First, I was intrigued by the Native American name. Looking for its meaning, I found out that it is a mispronunciation of a Native American word referring to the location of a spring of fresh water that was used by the first travelers as a rest stop on the trail that ran along the river. Poughkeepsie is derived from ”uppuqui ipis ing”, uppuqui pronounced oo-poo-kee, and it means ”the reed-covered lodge by the little water-place”. [source]
Then, came an episode of the ”Great American Railroad Journeys”, a BBC travel documentary in which Michael Portillo crosses the United States by train using an 1879 copy of Appleton’s Guidebook. In this episode, Portillo makes a stop on his way to Albany, to walk across the former Poughkeepsie-Highland Railroad Bridge, built in 1889.
In Appleton’s time the bridge existed on paper only but, just ten years later there it was, the first Hudson River rail crossing north of New York City, intended to move mostly freight from Midwest to New England.
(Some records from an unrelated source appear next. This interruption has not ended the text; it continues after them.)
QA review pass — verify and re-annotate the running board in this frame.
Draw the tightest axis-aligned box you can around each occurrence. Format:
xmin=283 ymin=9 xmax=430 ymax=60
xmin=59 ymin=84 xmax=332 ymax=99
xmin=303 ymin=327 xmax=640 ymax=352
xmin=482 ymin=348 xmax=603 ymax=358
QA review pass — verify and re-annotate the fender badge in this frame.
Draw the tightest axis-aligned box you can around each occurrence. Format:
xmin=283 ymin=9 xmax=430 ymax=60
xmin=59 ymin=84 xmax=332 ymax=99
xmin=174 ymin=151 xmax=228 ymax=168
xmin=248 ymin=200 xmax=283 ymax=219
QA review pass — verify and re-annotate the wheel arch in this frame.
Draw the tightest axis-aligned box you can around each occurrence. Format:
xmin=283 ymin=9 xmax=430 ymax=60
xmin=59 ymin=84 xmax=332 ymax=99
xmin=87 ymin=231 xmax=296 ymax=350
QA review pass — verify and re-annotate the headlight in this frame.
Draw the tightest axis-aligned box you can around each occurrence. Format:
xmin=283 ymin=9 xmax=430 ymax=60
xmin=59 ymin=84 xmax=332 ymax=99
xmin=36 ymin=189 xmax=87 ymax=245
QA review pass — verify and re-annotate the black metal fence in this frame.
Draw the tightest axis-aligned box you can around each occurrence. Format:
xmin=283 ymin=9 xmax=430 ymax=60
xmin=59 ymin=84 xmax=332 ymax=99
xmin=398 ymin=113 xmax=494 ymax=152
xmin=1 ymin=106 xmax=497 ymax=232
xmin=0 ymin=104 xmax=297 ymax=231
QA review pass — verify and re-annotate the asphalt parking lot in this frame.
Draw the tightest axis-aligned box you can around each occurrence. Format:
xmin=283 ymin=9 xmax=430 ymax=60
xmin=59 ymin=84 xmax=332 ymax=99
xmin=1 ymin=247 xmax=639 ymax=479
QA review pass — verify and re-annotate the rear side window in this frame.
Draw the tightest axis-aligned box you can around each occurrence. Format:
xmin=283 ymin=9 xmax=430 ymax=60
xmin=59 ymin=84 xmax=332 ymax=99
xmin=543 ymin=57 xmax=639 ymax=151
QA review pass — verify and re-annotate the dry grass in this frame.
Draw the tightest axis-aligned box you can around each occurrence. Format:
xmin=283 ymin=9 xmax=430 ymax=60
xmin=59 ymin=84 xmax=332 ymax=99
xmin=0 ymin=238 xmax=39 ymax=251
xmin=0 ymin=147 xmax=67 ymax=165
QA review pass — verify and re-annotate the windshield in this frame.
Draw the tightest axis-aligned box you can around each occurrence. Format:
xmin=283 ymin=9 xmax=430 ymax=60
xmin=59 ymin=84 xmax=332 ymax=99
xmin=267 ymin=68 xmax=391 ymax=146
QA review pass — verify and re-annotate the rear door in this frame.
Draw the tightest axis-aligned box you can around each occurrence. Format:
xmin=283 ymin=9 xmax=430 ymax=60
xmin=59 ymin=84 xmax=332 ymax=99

In peak times, as many as 50 trains a day used to cross the bridge, but by 1974, when it was destroyed by fire, the traffic had dropped to one train a day.
The fire may have been extinguished but the damaged bridge remained closed, in disrepair for 35 years, until October 2009 when it was reopened as Walkway Over the Hudson with funding by the State and Federal government bodies responsible for historic preservation, private philanthropic organisations, but mainly the initiative and extensive support by local residents.
At 1,28 miles – just over 2 km long, it claims the first place as the longest, elevated pedestrian bridge in the world. Open daily from 7 am to sunset, easily reached from Manhattan: a two-hour trip running mostly alongside the Hudson, on Metro-North from Grand Central Terminal.
Attention, however, you need to plan accordingly: except for the obvious breezy conditions one may expect on a bridge, it can get really hot (as in boiling) on this particular one. There is nowhere to hide from the sun and relief will come only once you’ve crossed on either side and especially Highland, where the Hudson Valley Rail Trail continues for miles under the welcome leafy shade.